EU girl geeks, a web 2.0 network of Europeans
By Aurélie Feller, translated by Iulia Bunea Thursday, February 17, 8.30 pm, the European geek girl had their seventh meeting, in a restaurant on Square de Londres in Brussels. It was an informal meeting of European communication professionals. It was a meeting of hyper-connected daughters with smart phones in their pocket and a thing for Twitter, mail boxes, blogs and European news.
They are lobbyists, consultants, functionaires, geeks of every age and industry who work in the European bubble. They buzz around the same bubble but never meet. And this meeting is not an occasion for small talk, but for networking. It allows them to make new connections to advance their projects, to find advice and to exchange useful information. This is a domain where women are often perceived to be less active than men. So, for them, this meeting is about evening out the balance.
Ladies, don’t you understand?
This band of EU girl geeks is more like a blog network of girls who talk in their own manner about European affairs. These bloggers talk about politics with confidence and originality. These women acknowledge that feminine political blogs are rare, but that they are among most influential blogs. For them, this fracture in numbers and in ranking is a proof of male/femal disparities in the area of management.

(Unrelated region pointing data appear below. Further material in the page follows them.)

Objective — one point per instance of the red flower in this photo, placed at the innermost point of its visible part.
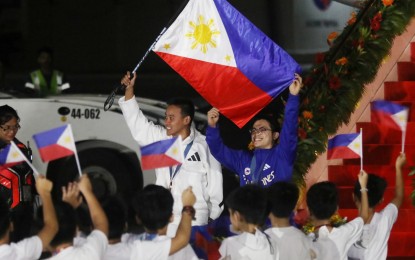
(320, 57)
(375, 22)
(302, 133)
(387, 2)
(307, 114)
(334, 83)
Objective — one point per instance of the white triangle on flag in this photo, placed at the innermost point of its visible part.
(198, 33)
(401, 118)
(175, 151)
(66, 139)
(356, 145)
(15, 155)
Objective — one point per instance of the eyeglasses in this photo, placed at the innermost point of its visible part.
(9, 128)
(259, 130)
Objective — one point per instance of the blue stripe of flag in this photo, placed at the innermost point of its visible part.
(341, 140)
(49, 137)
(159, 147)
(387, 107)
(261, 60)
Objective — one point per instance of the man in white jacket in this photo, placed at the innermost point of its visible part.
(200, 170)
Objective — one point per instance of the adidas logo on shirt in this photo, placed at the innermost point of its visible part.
(195, 157)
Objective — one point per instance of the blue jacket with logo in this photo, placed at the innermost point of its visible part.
(272, 165)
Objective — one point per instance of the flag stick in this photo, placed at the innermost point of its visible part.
(361, 150)
(36, 173)
(110, 100)
(76, 153)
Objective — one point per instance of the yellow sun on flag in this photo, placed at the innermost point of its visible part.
(15, 155)
(68, 140)
(203, 34)
(175, 151)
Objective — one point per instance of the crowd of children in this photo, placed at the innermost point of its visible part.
(261, 220)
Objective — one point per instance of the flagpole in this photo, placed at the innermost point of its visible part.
(110, 100)
(36, 173)
(76, 153)
(361, 150)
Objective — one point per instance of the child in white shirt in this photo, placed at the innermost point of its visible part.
(29, 248)
(292, 243)
(333, 242)
(373, 243)
(248, 211)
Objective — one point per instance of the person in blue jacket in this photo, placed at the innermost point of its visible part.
(269, 162)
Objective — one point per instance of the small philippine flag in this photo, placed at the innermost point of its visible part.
(162, 154)
(345, 146)
(389, 114)
(11, 155)
(55, 143)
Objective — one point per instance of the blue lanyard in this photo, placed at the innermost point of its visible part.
(255, 175)
(173, 174)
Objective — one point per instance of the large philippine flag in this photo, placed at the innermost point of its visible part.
(345, 146)
(389, 114)
(228, 60)
(11, 155)
(162, 154)
(55, 143)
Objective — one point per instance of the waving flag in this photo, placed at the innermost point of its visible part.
(345, 146)
(229, 61)
(11, 155)
(55, 143)
(389, 114)
(162, 154)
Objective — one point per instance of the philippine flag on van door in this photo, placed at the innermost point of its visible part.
(55, 143)
(162, 154)
(229, 61)
(11, 155)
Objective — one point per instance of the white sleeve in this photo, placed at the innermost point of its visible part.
(96, 243)
(142, 130)
(29, 248)
(151, 250)
(215, 185)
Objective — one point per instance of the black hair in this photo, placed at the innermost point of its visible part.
(45, 49)
(322, 199)
(186, 106)
(273, 123)
(376, 188)
(116, 211)
(282, 198)
(251, 203)
(67, 219)
(4, 217)
(153, 207)
(7, 113)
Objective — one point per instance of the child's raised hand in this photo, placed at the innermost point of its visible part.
(363, 179)
(71, 194)
(400, 161)
(188, 197)
(43, 185)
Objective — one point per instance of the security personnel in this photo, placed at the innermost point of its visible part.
(46, 81)
(16, 182)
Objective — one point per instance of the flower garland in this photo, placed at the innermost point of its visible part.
(336, 82)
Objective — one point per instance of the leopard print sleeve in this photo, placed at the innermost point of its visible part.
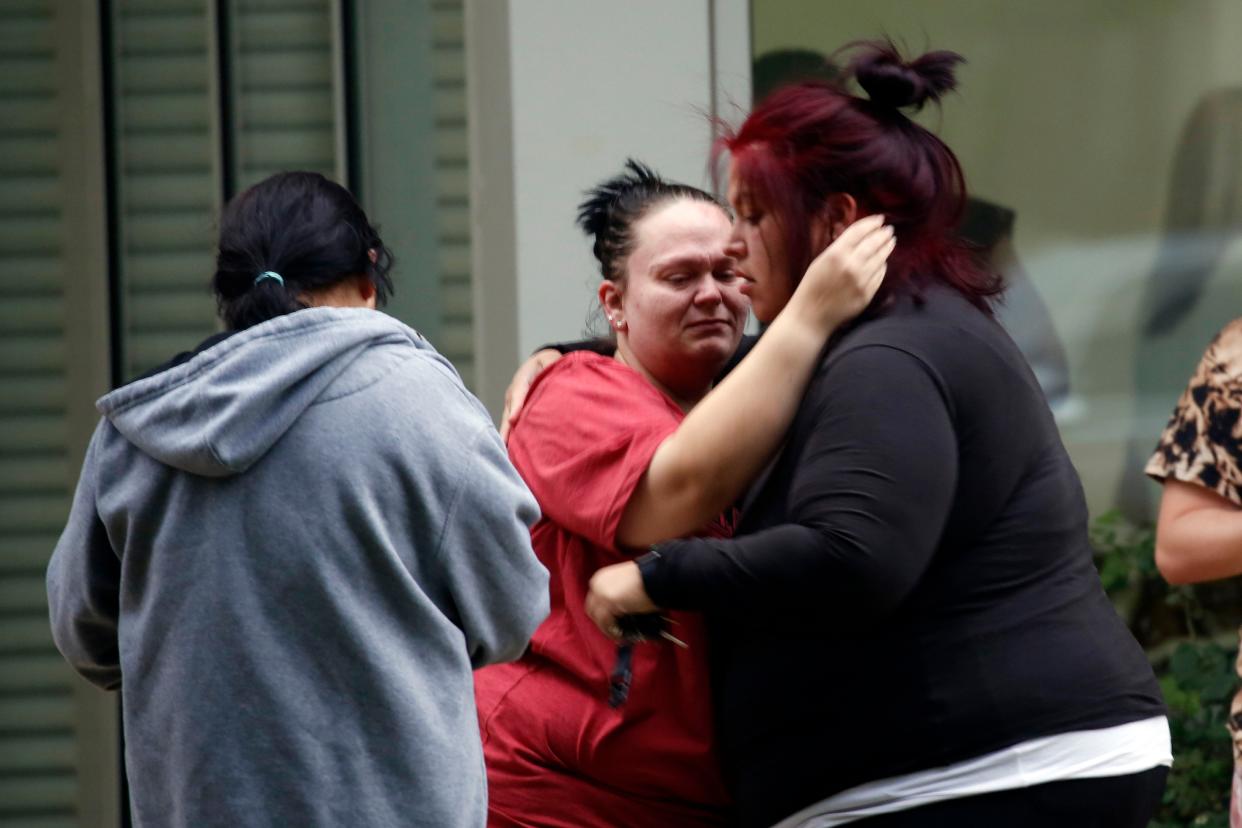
(1202, 442)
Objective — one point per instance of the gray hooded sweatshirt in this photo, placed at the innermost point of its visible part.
(291, 551)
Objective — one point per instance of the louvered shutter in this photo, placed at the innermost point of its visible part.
(456, 334)
(39, 782)
(282, 87)
(167, 175)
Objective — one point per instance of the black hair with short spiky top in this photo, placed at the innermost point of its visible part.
(612, 209)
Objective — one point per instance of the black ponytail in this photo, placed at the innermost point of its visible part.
(612, 207)
(292, 234)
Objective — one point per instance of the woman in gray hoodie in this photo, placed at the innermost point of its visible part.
(291, 546)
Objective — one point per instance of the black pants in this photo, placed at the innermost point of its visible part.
(1104, 802)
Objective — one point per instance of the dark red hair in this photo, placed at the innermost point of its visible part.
(811, 140)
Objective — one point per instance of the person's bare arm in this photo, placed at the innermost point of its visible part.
(728, 437)
(1199, 535)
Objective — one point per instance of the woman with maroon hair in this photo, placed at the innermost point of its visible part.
(908, 628)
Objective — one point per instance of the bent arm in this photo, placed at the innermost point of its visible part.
(83, 587)
(498, 586)
(870, 498)
(728, 437)
(1199, 535)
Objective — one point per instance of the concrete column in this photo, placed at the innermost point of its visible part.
(560, 93)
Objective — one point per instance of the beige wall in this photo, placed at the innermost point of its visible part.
(560, 93)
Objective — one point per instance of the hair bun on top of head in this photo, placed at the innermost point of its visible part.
(594, 211)
(894, 82)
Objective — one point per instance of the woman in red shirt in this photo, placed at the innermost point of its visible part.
(622, 452)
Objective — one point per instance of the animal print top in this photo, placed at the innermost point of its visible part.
(1202, 442)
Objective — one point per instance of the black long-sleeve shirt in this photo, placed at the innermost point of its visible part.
(912, 582)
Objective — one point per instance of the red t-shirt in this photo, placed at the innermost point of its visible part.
(557, 752)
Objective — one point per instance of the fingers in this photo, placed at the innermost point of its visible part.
(602, 616)
(513, 401)
(857, 231)
(873, 241)
(878, 258)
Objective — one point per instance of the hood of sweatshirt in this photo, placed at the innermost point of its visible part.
(217, 412)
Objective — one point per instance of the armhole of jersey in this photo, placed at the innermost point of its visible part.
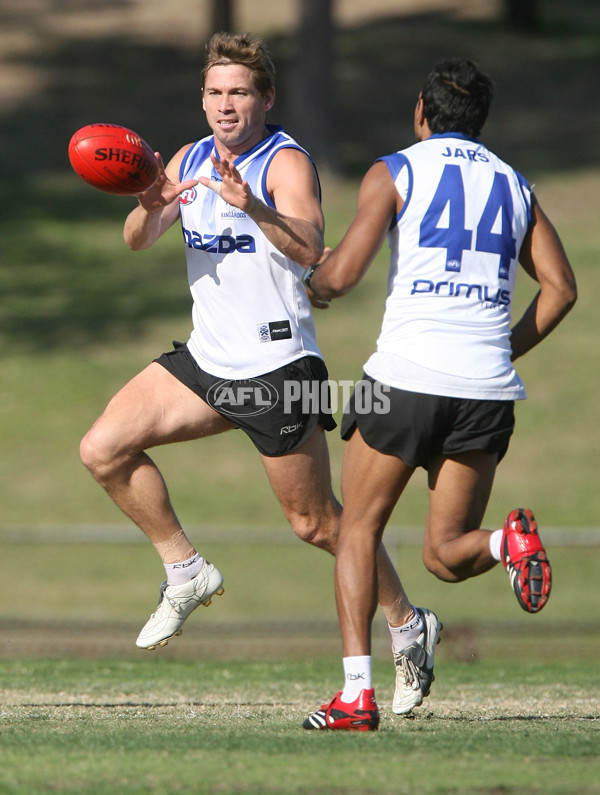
(526, 190)
(395, 164)
(183, 164)
(263, 184)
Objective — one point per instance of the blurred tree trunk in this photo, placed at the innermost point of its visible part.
(311, 101)
(221, 15)
(523, 14)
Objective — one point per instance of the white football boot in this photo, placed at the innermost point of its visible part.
(414, 665)
(176, 604)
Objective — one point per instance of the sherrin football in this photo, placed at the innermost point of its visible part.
(113, 159)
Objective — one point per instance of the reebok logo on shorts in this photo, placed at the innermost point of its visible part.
(277, 330)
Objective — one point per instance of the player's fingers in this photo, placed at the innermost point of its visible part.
(215, 185)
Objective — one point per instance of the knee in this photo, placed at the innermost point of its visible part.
(321, 532)
(96, 455)
(438, 563)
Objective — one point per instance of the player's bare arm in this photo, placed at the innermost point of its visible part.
(543, 257)
(296, 226)
(378, 202)
(157, 208)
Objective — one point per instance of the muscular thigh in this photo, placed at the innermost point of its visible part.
(155, 408)
(459, 491)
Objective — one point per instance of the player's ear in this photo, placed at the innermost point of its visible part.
(269, 99)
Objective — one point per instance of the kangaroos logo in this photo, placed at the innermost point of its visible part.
(242, 398)
(188, 196)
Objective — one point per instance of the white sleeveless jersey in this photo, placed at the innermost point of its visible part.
(454, 251)
(250, 313)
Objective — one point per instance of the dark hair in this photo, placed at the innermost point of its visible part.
(457, 97)
(244, 49)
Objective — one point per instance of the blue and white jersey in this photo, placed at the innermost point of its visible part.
(250, 314)
(454, 258)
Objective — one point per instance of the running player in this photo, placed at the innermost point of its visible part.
(249, 203)
(458, 221)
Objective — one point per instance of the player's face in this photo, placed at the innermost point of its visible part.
(234, 108)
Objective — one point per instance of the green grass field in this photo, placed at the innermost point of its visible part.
(515, 706)
(514, 709)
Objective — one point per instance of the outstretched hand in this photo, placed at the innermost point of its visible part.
(162, 192)
(315, 300)
(231, 187)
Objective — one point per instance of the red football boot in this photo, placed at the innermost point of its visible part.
(361, 715)
(525, 560)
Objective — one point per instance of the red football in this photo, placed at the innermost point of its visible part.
(113, 159)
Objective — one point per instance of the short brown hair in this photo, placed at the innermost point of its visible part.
(244, 49)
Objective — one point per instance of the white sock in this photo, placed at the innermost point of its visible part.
(403, 636)
(496, 544)
(357, 677)
(184, 571)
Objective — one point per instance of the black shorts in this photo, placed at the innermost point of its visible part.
(278, 410)
(418, 426)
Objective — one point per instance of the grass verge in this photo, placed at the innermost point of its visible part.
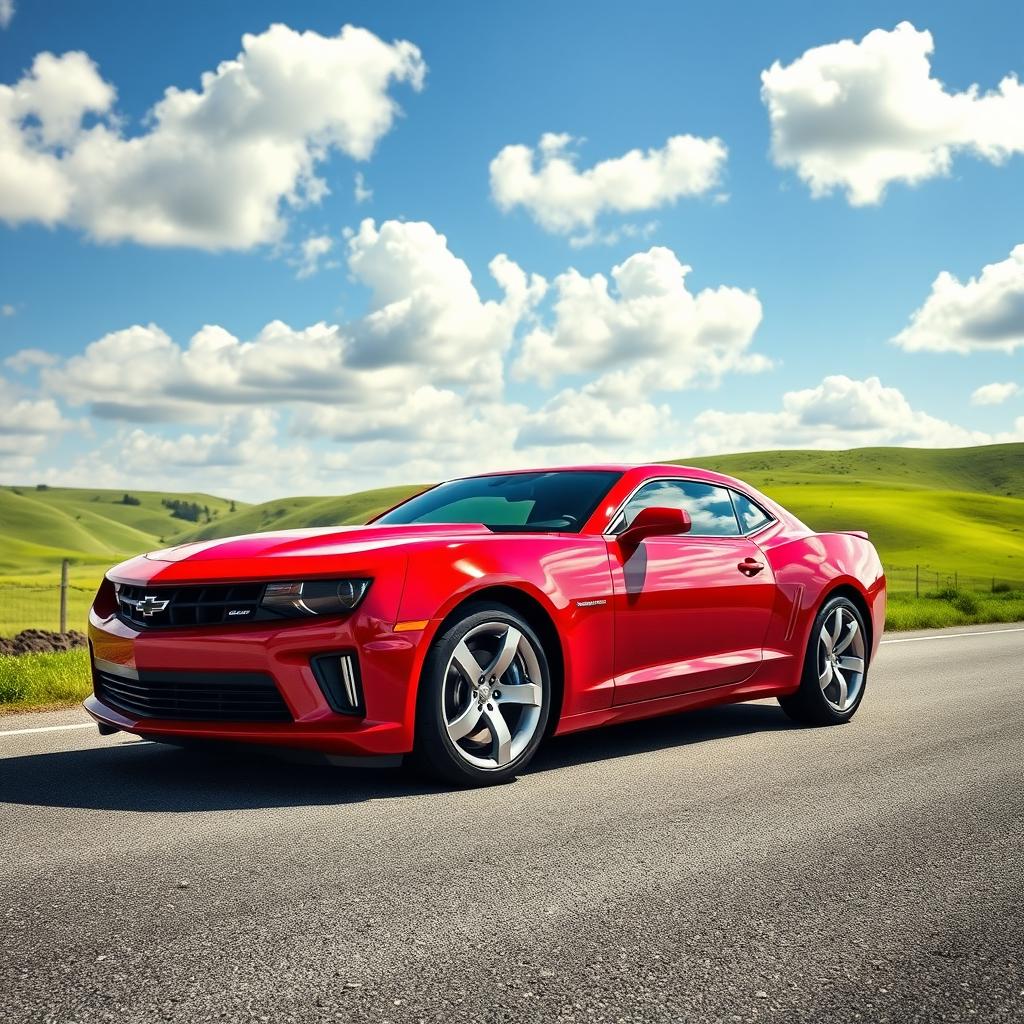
(951, 608)
(36, 682)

Their idea is to join forces and to support each other. “Women don’t take the floor enough in the public debate, they don’t think that what they have to say is important”, Europasionaria says.
Titillate Europe and… men
For them, this occasion means leaving the office and meeting up for and animated and uninhibited evening. Lobby Planet, which also has an office at the satiric newspaper the Brussels Jungle, confesses that they love to “Titillate Europe, but men also”. With more than 500 followers on Twitter, their idea has aroused curiosity, mostly among men. Men are a showing an interest in gender issues, for once, and that’s what geek girls find astonishing. It's the men’s turn to feel left out. “They often ask to join us in our meetings, and we tell them that they can only come if they have a total hair removal!”